Chennai: From a regional satrap to a convict sentenced to four years in prison in disproportionate assets case, AIADMK supremo Jayalalithaa’s political future looks bleak amidst speculation of political realignment in Tamil Nadu, set to go for Assembly polls in less than two years.
Jayalalithaa, 66, may have formally stepped down as Chief Minister following her automatic disqualification as an MLA owing to her sentence, but she is expected to fightback as has been in the past.
The average AIADMK supporter is more than confident that ‘Amma’ (Mother), as she is called by her followers, will bounce back and take the party to greater heights in the 2016 Assembly polls.
The political juggernaut called Jayalalithaa, unrivaled in elections held in the state since AIADMK’s landslide victory in 2011 polls, came to an abrupt halt on Saturday as the special court in Bangalore convicted her in the Rs 66.65 crore assets case and sentenced her to four years imprisonment that immediately disqualified her from being an MLA.
The sudden political development has given a ray of hope to Jayalalithaa’s rivals, who expect to put up a better show, if not rout the ruling AIADMK in the next elections.
The flight of Jayalalithaa’s supremacy may have descended for now with the verdict, but her avid supporters are confident the ‘Iron Lady’ will be back in contention soon.
However, the three-time Chief Minister may not be able to contest elections for ten years — four in prison and six thereafter — unless she gets the special court verdict overturned by a higher court swiftly.
Allies too have backed Jayalalithaa, saying the verdict was not final and that she will use all legal avenues to break the barricades and retain the stronghold in Tamil Nadu polity.
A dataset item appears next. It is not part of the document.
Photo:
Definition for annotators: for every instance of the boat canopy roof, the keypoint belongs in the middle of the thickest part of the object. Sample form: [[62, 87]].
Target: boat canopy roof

A known fighter since the days of humiliation at the hands of supporters of AIADMK founder MG Ramachandran’s wife VN Janaki during his funeral to the ugly incident in the Assembly involving the DMK in 1989 that pushed her limits of fightback, Jayalalithaa is sure not to take the conviction lying down.
Hailed by her supporters as a benevolent ‘Amma’ and seen as an authoritarian by her opponents and critics, Jayalalithaa has never been deterred by legal or electoral setbacks.
Jayalalithaa became Chief Minister for the first time in 1991 but her tenure then was marred by corruption charges and her party lost the elections in 1996.
The succeeding DMK government filed a slew of cases, including the wealth case, and arrested and prosecuted her, leading to convictions in TANSI land deal case among others.
Though she led the AIADMK to a resounding victory in the 2001 polls and became Chief Minister for the second time, she had to step down after Supreme Court held her appointment illegal in view of her conviction in TANSI case.
She, however, returned to the chair in about six months after being acquitted by the high court.
She banks on the support of the people, especially womenfolk, a strong vote bank of AIADMK from the days of her mentor and party founder MG Ramachandran.
It is no one’s secret that she will continue to call the shots with her loyalist in the saddle in the state.
With the slew of populist schemes to her credit and main opposition DMK in disarray following sibling rivalry between the sons of its President M Karunanidhi over the question of his political successor, the 66 year-old leader might still fashion a good show by her party in the hustings in 2016.
It is also to be seen how Jayalalithaa deals with her close aide Sasikala, who has also been convicted in the case along with two of her relatives including V N Sudhakaran, whose lavish wedding turned out to be a big negative point.
In the past, Jayalalithaa has twice disassociated herself from Sasikala family — once after the 1996 electoral drubbing and again in 2011. But on both occasions, they reunited after a short period.
Time alone could answer whether she would rise again or fade into political oblivion.